Compare this passage (first paragraph) from the Eudemian Ethics.
 

Imber Ranae

Ranunculus Iracundus

Pacifica

grammaticissima
Staff member
It seems this passage has caused copyists and editors some head-scratching over the years. Bekker's edition has the reading you've given, but his apparatus shows disagreements among the manuscripts (see notes m and n at foot of page). It would be interesting to see a discussion of the various readings somewhere, if there is one.
Compare this passage (first paragraph) from the Eudemian Ethics.
I see. I guess it will remain a mystery.
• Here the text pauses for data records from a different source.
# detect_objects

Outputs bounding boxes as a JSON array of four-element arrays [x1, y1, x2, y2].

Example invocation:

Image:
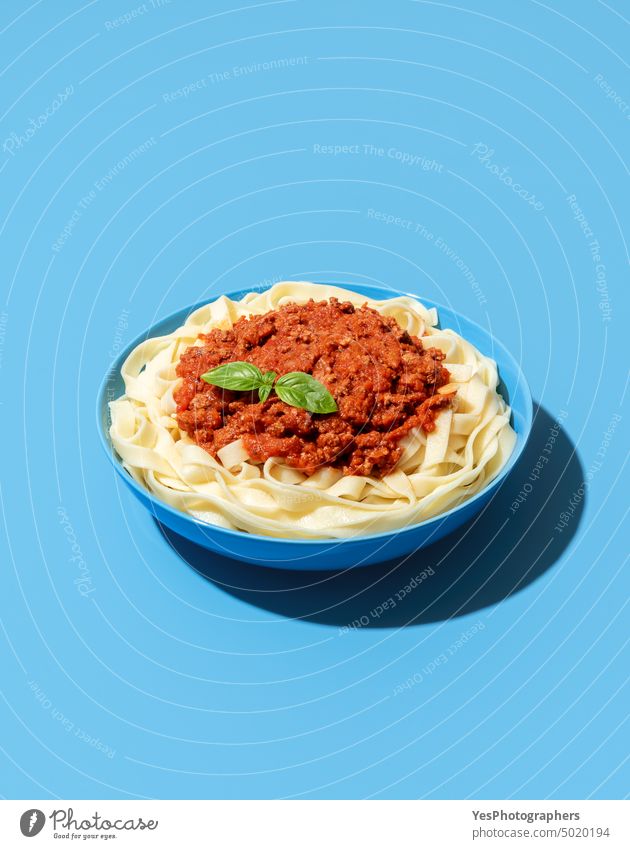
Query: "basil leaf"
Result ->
[[258, 371, 278, 401], [274, 371, 338, 413], [201, 361, 263, 392], [258, 383, 273, 401]]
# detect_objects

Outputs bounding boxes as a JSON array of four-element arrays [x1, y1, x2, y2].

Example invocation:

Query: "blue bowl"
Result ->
[[97, 284, 532, 570]]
Thanks.
 

Pacifica

grammaticissima
Staff member
The same thing happens again here...

οὐ μὴν δώσει γε οἷς οὐ δεῖ οὐδ᾽ ὅτε μὴ δεῖ, οὐδ᾽ ὅσα ἄλλα τοιαῦτα

I've met with like expressions several time in the work now, and every time with the negative I'd have expected, except in that first passage I posted and here.